City Express shoots six election-related questions to distinguished Bangaloreans
Personally, which Lok Sabha election has been your most memorable so far? Why?
The most memorable was the election after the Emergency when people joined hands with the Janata Party to throw Indira Gandhi out. Her government was a fount of corruption---she had become dictatorial, she tried to bend the Constitution. She had made parliament powerless and taken the system into her own hands.
Which election, in your view, has provided the biggest turning point in the history of India?
The elections after the Emergency undoubtedly provided a turning point in the history of India, but for the worse. It was after this election that the morality of all the political parties came under question. When the Janata Party tried to advice on issues, Morarji Desai actually said something to the effect of ‘Who are you to tell me, I’m the Prime Minister?’ This regime was responsible for bringing about and firmly establishing a change for the worse in the political system.
What issues would you want the three MPs from Bangalore to address?
All the facilities that are provided currently in the name of development are meant for the well-to-do. But where does the common man figure in all this? I can’t even walk or cycle somewhere because there are no footpaths and cycle lanes. When I cross the road, it’s with bated breath. There’s so much pollution, all of us will have to wear gas masks soon. For whom are you doing all this? The rich may get by, but the poor can’t breathe. There are too many vehicles on the roads; this should be regulated.
Also, all the industries and other companies are concentrated in Bangalore. They should be decentralised and distributed in all the district headquarters to mitigate the load on Bangalore. Take Hosur as an example. It was almost a village. There’s no sea, port or even a river there, but look at how well it has been developed now. That’s what our politicians should too.
I took part in the freedom movement, and Gandhi’s vision was to bring freedom to the country so that it could be brought out of poverty. But now, we’re told that 30 per cent of our people are below the poverty line. When so many five-year plans have collectively widened the gulf between the haves and the have-nots, it’s time that they pushed for two five-year plans to benefit the poor.
Do you think the Congress, BJP, JD(S) and AAP have chosen their Bangalore candidates well?
Absolutely not. If one party decides not to give tickets to a person, another party does. They’re putting out criminals. I have lost faith in all parties now. I want to see change; people are gearing up for change.
Most candidates are either BJP candidates or Congress candidates and so on. I can hardly relate to any of them: they are not my candidates; they are not the people’s candidates. On the whole, I think AAP is doing a fairly good job, consulting the people before they give someone a ticket. But even they are just catalysts to a journey back to democracy, not the solution.

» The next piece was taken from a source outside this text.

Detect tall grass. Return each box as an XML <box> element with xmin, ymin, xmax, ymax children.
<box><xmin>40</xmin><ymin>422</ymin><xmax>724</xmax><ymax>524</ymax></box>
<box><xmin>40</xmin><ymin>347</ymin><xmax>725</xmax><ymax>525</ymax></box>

Have you ever considered contesting elections? Which politicians do you know personally, and what do you think of their prospects?
No. But I am acquainted with Bangalore North candidates C Narayanaswamy (Congress) and Babu Mathew (AAP), who are both fine gentlemen, and I think that they’re fairly popular too.
What do you foresee in Delhi after the vote count on May 16?
All the corrupt candidates should be defeated, so that, henceforth, parties think twice before selecting the rich and corrupt to stand for elections. I am also confident that AAP will win 50 seats, become a moral group that will transform the working of the Parliament. I think we can look forward to sensible discussions, not merely walk-outs followed by bills being passed.